Avec les Jeux Olympiques et Paralympiques Paris 2024, avez-vous noté une hausse de l’intérêt pour l’IA ?
Dans le domaine scientifique, incontestablement. Les laboratoires s’y intéressent beaucoup pour l’efficacité énoncée plus tôt, et du point de vue des acteurs sportifs, les référents scientifiques ont conscience de ces projets. Si la question est de savoir si l’IA a procuré un avantage concurrentiel aux sportifs et aux entraîneurs dans le cadre des JO de Paris, je pense que oui. En revanche, je ne pense pas que les athlètes ou entraîneurs en aient vraiment conscience pour le moment. Nous sommes dans un processus où l’IA fait avancer la recherche, mais le niveau d’appropriation se fait surtout au niveau des acteurs scientifiques. Il y a des enquêtes sociologiques après les JO pour savoir quelles questions, enjeux et problématiques ont émergé à chaque Olympiade. Nous verrons si l’IA en fait partie.
D’un point de vue éthique, pensez-vous qu’il soit souhaitable de viser l’optimisation totale des athlètes ?
C’est une question qu’on se pose aussi de notre côté. Déjà, il ne faut pas oublier que nous sommes encore loin du fantasme de l’optimisation maximale. Nous aurions besoin de ressources humaines et de moyens très conséquents pour réussir à optimiser tous les athlètes de toutes les disciplines. Prenons un exemple simple : nos athlètes n’ont pas toujours une hygiène de vie exemplaire car ce sont de jeunes adultes qui vivent leur vie en parallèle. Beaucoup de choses peuvent donc être optimisées de manière simple, sans passer par l’IA.
Ensuite, l’optimisation ne concerne pas que la performance, mais aussi la santé des athlètes, ce qui est un net avantage pour eux. Enfin, les recherches sur le haut niveau ont des répercussions sur la population et répondent à des questions de santé. Actuellement, avec la fin des Jeux Olympiques, les financements liés à la haute performance sont en réduction. Une des voies de poursuite de nos travaux serait de tourner nos recherches vers la santé.
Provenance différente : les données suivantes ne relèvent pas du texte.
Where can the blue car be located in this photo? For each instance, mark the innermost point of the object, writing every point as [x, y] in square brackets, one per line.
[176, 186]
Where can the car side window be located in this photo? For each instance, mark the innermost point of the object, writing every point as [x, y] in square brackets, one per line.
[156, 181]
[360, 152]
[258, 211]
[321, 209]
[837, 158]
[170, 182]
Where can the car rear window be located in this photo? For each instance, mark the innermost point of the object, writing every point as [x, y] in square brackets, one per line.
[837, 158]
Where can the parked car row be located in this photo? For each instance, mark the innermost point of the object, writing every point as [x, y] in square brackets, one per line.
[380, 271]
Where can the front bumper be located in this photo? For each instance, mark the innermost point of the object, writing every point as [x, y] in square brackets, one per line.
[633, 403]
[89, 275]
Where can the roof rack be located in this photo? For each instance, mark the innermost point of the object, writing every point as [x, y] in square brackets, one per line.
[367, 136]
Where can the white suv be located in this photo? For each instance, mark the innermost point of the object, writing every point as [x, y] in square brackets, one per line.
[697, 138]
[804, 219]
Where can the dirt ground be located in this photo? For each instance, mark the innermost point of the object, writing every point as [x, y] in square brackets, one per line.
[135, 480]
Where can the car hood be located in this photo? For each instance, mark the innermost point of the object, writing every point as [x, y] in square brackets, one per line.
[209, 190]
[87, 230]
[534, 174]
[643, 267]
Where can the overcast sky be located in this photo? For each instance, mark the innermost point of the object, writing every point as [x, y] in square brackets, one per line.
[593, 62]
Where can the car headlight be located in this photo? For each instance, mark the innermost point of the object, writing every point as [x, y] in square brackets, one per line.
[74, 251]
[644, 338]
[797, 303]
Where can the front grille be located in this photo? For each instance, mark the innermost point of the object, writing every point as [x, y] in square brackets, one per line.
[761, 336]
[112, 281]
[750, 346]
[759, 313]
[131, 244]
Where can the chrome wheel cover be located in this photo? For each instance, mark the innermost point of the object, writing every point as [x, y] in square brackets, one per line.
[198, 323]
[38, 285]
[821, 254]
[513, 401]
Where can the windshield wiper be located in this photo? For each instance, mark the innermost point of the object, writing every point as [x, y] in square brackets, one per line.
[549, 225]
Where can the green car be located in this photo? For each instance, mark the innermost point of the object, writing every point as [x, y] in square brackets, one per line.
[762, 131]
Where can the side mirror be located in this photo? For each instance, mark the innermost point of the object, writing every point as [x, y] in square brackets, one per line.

Par exemple, nous avons divers projets qui visent à comprendre l’impact du stress environnemental comme la chaleur ou l’altitude sur la santé musculo-squelettique. Ce sont des questions de santé avant de toucher au sport.
Comment imaginez-vous le futur de l’IA dans la recherche à court et long terme ?
Ce que je vois très clairement, c’est que l’IA va nous permettre et nous permet déjà de gagner du temps. La prochaine étape maintenant est de faire en sorte qu’il y ait suffisamment de données validées humainement. Dans le domaine du sport, une de nos problématiques est d’avoir assez de données qualitatives pour avoir des banques de données conséquentes et des modèles performants. L’étape ultime sera la transformation des métiers mais nous en sommes loin. Je pense que les métiers de chercheurs vont devenir plus productifs : nous pourrons nous attaquer à certains défis qui nous paraissaient comme des Everest, que nous n’entreprenions pas par manque de temps ou de ressources. Néanmoins, il ne faut pas oublier que l’IA n’est pas indispensable pour tout. Beaucoup de nos recherches nous permettent aussi d’aider les athlètes très simplement, en organisant mieux leur journée par exemple, et pour cela nous n’avons besoin ni d’IA, ni de capteurs, ni de modèles mathématiques. Dans tous les cas, l’important sera de rester dans un cadre éthique et de s’interroger tout le long du process.